# Guadalajara Experts - Need your Input!



## ExpatBurger (Dec 20, 2010)

Hello all -

Great forum!

We are heading to Guadalajara for New Years and are looking for a couple specific things. I hope that those of you who know the city well, can recommend. We have spanish speakers in our little group.

1) The best "mega club" in town. Night club with House / Electro music preferred. Club Ibiza has been recommended. Do you agree? Is it nice? Ghetto? Any other recommendations highly appreciated. We just want to avoid smaller scale venues. 

2) Recommendation for a "posh" upscale lounge experience. We hope to go here before heading to the club. Anything with contemporary, trendy, upscale design and music and patrons would be ideal. Any suggestions?

3) Do you think we will need to buy tickets even to get into the lounge? Here in San Diego every venue ends up being "Ticket purchase only" on New Years and people expect to stay there all night. Not hop around. We're hoping to do the lounge first and leave....

4) I assume we need to get Table/Bottle VIP service at the Night Club we eventually end up at.
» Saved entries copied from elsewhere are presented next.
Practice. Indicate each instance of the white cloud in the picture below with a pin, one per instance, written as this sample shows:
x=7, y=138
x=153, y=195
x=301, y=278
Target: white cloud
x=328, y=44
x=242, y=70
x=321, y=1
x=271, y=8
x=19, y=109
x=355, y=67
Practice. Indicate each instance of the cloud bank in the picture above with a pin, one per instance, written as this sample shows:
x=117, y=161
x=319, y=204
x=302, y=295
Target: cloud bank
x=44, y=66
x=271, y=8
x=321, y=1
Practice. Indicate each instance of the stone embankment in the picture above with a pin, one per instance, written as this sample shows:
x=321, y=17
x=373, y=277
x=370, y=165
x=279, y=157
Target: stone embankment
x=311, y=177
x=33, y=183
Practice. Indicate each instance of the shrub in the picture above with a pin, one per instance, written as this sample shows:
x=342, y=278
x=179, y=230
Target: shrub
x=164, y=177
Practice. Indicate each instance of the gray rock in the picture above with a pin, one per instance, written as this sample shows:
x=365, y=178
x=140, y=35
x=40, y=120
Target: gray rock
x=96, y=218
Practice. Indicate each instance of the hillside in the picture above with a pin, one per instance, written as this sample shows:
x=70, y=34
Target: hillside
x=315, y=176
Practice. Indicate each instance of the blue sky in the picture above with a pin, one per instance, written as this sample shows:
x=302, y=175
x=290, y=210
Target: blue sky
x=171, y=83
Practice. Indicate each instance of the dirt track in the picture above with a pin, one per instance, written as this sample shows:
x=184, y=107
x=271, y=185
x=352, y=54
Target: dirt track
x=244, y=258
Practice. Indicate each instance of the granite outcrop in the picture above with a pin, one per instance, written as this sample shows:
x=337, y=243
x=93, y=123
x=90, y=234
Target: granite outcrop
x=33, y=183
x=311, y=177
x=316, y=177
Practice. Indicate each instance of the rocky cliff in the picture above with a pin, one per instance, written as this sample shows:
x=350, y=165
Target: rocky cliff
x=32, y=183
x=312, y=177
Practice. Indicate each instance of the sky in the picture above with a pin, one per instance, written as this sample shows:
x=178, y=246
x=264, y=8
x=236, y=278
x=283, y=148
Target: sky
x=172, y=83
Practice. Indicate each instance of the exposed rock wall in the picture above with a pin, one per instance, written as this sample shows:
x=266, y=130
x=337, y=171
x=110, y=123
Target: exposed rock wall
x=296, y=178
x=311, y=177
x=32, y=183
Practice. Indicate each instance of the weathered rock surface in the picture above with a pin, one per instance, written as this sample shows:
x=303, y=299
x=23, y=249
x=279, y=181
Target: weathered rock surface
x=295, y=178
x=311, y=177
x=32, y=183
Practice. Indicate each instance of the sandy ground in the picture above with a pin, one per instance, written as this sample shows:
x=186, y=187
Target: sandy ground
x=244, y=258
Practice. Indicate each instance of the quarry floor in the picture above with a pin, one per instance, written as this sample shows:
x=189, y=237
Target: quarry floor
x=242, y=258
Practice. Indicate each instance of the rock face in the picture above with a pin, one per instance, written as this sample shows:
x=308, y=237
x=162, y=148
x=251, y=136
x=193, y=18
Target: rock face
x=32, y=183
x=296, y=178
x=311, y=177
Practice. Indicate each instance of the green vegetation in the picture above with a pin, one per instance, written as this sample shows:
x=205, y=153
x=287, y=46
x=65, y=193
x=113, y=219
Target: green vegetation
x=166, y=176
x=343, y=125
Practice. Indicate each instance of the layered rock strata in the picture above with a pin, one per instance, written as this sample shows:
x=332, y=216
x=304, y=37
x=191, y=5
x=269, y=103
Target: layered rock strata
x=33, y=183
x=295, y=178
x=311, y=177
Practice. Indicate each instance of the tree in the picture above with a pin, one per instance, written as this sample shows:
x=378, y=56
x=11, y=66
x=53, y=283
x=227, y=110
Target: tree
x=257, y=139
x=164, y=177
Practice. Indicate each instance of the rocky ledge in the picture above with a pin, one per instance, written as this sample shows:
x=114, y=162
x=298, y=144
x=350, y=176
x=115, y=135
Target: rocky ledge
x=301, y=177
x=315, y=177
Just to avoid standing outside in line for hours and hours ... Is this correct thinking? Do we need to be calling Club Ibiza and coordinating bottle service and getting on some list? There seems to be literally *no* web presence for any Guadalajara clubs ... its making things very difficult.

5) Any phone numbers for any clubs including Ibiza would be much appreciated.

Answer any of the 5 that you know! Our biggest difficulty is the "mega club" though. Thanks for any help!

Me


----------



## Balboa (Nov 16, 2010)

Try calling or emailing club *VanGo* (spelling?). Its a private club, so expect to pay a little more. Last time my friend went, Pepe Aguilar was at the place.

But I think you may have found the wrong forum haha, most of the ppl searching this site are retired... but i hope you have a good new years sounds like it will be amazing


----------